Mais que o orgulho de uma empresa centenária, o Worldport é o principal cartão de visita da UPS na captação de clientes para suas outras áreas de atuação. A eficiente complexidade daquela cidade de vias superpostas atesta a capacidade da empresa, que nasceu com dois telefones e uma bicicleta na cidade de Seattle, em assumir tarefas grandiosas e com alta exigência tecnológica. A UPS investe US$ 1 bilhão ao ano em pesquisa e desenvolvimento - e parar, por alguns minutos, a observar um simples envelope com documentos viajar pelo Worldport permite entender como esse dinheiro é gasto. No trajeto entre a entrada e a saída do centro, cada encomenda permanece em média apenas de 12 a 15 minutos trafegando a uma velocidade de 55 quilômetros por hora. Num sobe e desce aparentemente desordenado, passa por seis leitores ópticos, que, automaticamente, definem o trajeto a ser percorrido até o contêiner que o levará ao seu destino final. Hoje, em 24 segundos, duas mil encomendas são processadas no Worldport. Quando tudo começou, em 1982, levava-se uma noite inteira para fazer o mesmo trabalho.

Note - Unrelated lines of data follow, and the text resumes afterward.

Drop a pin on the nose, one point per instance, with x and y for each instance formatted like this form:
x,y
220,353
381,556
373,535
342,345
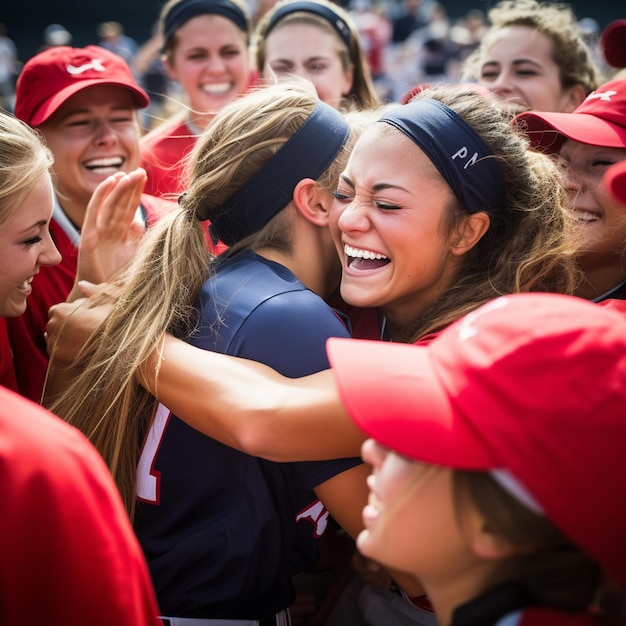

Dentro e no entorno do aeroporto, o tráfego de veículos com a cor e o logo da companhia é incessante. A frota total da empresa, em todo o mundo, está prestes a chegar aos 100 mil veículos. No Brasil, são apenas 80, retrato da dimensão dos negócios da companhia no País. A operação brasileira é recente. Antes focada quase exclusivamente em remessas internacionais, somente há quatro meses a empresa iniciou um serviço doméstico de entrega de pacotes e documentos - e ainda restrito a 98 cidades de São Paulo, Rio Grande do Sul e Rio de Janeiro. Sob o comando da executiva Nadir Moreno, a filial enxerga mais perspectivas na sua divisão de serviços de Supply Chain, através da qual assume, como terceirizada, operações que vão do controle de estoque à assistência técnica de equipamentos eletrônicos fabricados por seus clientes. Dentro de uma das sedes da empresa em São Paulo, por exemplo, trabalham há um ano 50 pessoas voltadas apenas para reparar aparelhos celulares da marca Sony Ericsson. A fabricante contratou a UPS para fazer toda a operação de pós-venda de seus celulares, incluindo atendimento ao cliente, recolhimento, conserto e devolução do aparelho ao usuário. "O Brasil é crucial para nossa área de logística. Nosso desafio hoje é convencer o governo a investir mais em infraestrutura e na redução da burocracia alfandegária", afirma Jose Garcia, gerente de operações para a América Latina.

Áreas exclusivas destinadas aos clientes são encontradas cada vez com mais frequência nos grandes armazéns da UPS mundo afora. Em Louisville, próximo ao Worldport, a Toshiba tem um centro de reparos de notebooks erguido dentro do mesmo complexo em que a Embraer mantém um estoque de peças para reposição no mercado americano. No grande corredor da companhia brasileira, uma grande faixa diz: "Não é um pacote, é um passageiro." Próximo dali, enormes galpões com temperatura controlada concentram estoques e até áreas para manipulação de medicamentos, destinadas para empresas do setor farmacêutico. A divisão de Saúde é a mais recente aposta da UPS em propiciar serviços cada vez mais especializados e com valor agregado. Novas unidades destinadas ao segmento foram abertas em Porto Rico e em Singapura. Em 2010, a divisão deve voltar sua expansão para a América do Sul - e o Brasil pode receber novo investimento. O lema da área é: "Não é um pacote, é um paciente." Passageiro ou paciente, é provável que ele participe da revoada diária de Louisville.